Buyer's remorse being what it is, people sometimes get cold feet after purchasing a home at auction.
The auctioneer who handled the Pier Homes at HarborView sale in Baltimore last month says one of the 18 buyers backed out during the rescission period, which ended last week. One more is in an extended rescission period while both sides work out pricing on some extras for the unit. The remainder are now in a hard-contract period and will lose their sizable deposits if they walk away without closing.
Jon Gollinger, co-founder of Accelerated Marketing Partners, which handled the June 28 auction, said another buyer signed a contract at the development overlooking Baltimore's Inner Harbor after the event.
He called a one-out-of-18 rescission unusually small.
"It’s rather unprecedented for us," he said. "It’s remarkable."
He attributed it to buyers doing their homework in advance, "and I think the other thing it clearly states is that people think they’ve got a good price."
The luxury townhouses were conceived during go-go times but delivered as the housing market soured.
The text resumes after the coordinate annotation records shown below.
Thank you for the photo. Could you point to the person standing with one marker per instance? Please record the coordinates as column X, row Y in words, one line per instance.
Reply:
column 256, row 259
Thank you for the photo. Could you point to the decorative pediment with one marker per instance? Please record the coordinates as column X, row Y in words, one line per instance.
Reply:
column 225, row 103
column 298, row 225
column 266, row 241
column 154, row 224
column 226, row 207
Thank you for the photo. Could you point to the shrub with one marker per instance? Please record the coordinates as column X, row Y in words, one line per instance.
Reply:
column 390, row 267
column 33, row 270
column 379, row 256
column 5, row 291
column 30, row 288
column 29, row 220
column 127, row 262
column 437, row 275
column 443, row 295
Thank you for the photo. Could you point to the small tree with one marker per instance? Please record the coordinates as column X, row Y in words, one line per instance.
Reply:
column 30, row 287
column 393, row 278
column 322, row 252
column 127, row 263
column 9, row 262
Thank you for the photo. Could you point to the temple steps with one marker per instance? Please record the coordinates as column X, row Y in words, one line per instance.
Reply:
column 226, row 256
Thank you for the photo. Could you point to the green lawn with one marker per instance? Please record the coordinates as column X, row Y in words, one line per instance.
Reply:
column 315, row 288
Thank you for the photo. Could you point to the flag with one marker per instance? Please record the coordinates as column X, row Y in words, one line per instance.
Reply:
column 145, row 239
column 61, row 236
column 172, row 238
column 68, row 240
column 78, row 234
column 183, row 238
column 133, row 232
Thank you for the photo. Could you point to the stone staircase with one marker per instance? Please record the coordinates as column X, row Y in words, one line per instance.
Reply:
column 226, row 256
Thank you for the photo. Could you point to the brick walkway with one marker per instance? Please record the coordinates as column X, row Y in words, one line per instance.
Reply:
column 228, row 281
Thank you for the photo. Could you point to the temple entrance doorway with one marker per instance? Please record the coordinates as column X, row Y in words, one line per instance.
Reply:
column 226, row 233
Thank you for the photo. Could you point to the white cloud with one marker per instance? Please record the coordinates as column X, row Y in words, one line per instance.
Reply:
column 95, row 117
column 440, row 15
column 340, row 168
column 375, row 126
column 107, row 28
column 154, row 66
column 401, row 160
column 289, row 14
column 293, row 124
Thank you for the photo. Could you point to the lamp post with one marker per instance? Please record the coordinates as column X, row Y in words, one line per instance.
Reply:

Nearly half the 88 units were unsold going into the auction.
The development team ended up putting 18 on the block rather than the 11 originally planned. Winning bidders got them for as much as $1 million off the advertised last asking price.
I say "advertised" because, as a reader pointed out, a few of these units were once on the multiple-listing service with prices lower than the "last asking price" in the marketing materials for the auction. Bidders were told the last asking price for one of the units on Pier Pointe Landing, for instance, was $1,479,000, but it was on the MLS for a time in 2009 at $1,290,000. (It ultimately sold for $637,000.)
Gollinger, who notes that this question also came up at the "practice auction" held for registered bidders the day before the real deal, says the asking prices he provided to interested bidders were the ones the development team gave him. But he argues that it doesn't matter much in the end.
"What I said to the room: ... What difference does the last ask make vs. what you pay?" he said. "It wasn’t last ask that got people into the room. It was the minimum bid."
The development team's answer to the question was that it offered "special deals to incentivize sales" on certain units at certain times, Gollinger added.
Closing dates for the auctioned units range from very soon through Oct. 1, depending on whether the bidders are buying with cash and how many upgrades they want.
"In many cases, people have asked for a lot of extra work on their units," Gollinger said -- from elevators to extra rooms.
The average deposit, including upgrade costs, is "upwards of $75,000," he said. He doubts anyone will walk away now that they're past their rescission period.
As for the remaining units still for sale: "The developer has raised the prices from the auction pricing. Not substantially, but raised the pricing, in some cases as much as 5 percent above auction pricing."
Why? Because the development team is betting that fewer Pier Homes competing with each other -- and the market signals created by active bidding on the auctioned units -- has stabilized the supply-demand seesaw.
Earlier in the month I chatted with Ross Mackesey, sales manager at Long & Foster in Lutherville, to see what he thought the auction would mean for other luxury properties. He has a background in new-home sales.
"I think the jury's out on what effect it has on the [luxury] market," he said. "Because there's no market. The whole reason they did it is because there was no market. If it got people looking, that's good. I would think in that luxury-home market in the city, any transaction is a good transaction."
The trouble is so much supply searching for buyers, Mackesey said.
"People aren't changing lifestyle right now the way they were in the mid-decade," he said. "My experience at the high end in the city, over $1 million: Most of those people were moving from comparable suburban properties -- comparable price-wise. And people aren't doing that in this market. They're just staying put."
The highest price at the Pier Homes auction was $956,000. More than 20 units sold for at least $1 million in earlier years, including several in excess of $2 million, according to state records.